- Court: High Court of Australia
- Full case name: Pacific Film Laboratories Pty Ltd v Federal Commissioner of Taxation
- Decided: 9 October 1970
- Citations: [1970] HCA 36, (1970) 121 CLR 154

Court membership
- Judge sitting: [Barwick CJ, McTiernan, Windeyer, Owen and Walsh JJ]

= Pacific Film Laboratories v Commissioner of Tax =

Judgement of the High Court of Australia

In Pacific Film Laboratories v Commissioner of Tax, (Australia) Windeyer J defined copyright: "It is not a right in an existing thing. It is a negative right, as it has been called, a power to prevent the making of a physical thing by copying."

== Case Details ==
The Pacific Film Laboratories v.
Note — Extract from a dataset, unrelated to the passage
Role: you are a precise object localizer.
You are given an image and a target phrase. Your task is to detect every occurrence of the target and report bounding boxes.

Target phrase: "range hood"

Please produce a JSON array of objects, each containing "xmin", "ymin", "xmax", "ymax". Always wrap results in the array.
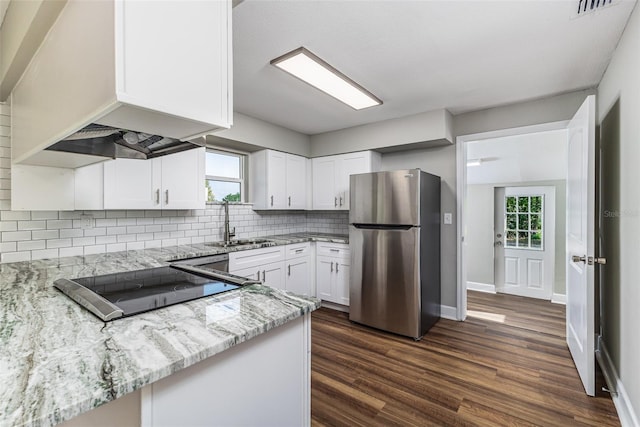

Commissioner of Tax was regarding whether the reproduction of prints owned by a third party, for that third party was an act of sale which could incur sales tax. Pacific Film argued that as it had no property right in the prints, it was not selling anything to the customer which might be taxed. The High Court rejected this argument saying that when Pacific Film reproduced the customer's negatives, under authorisation from the customer, the copyright was owned by the customer but the chattel produced in the process of reproduction was owned by Pacific Film. The sale of this
chattel to the customer incurred the sales tax.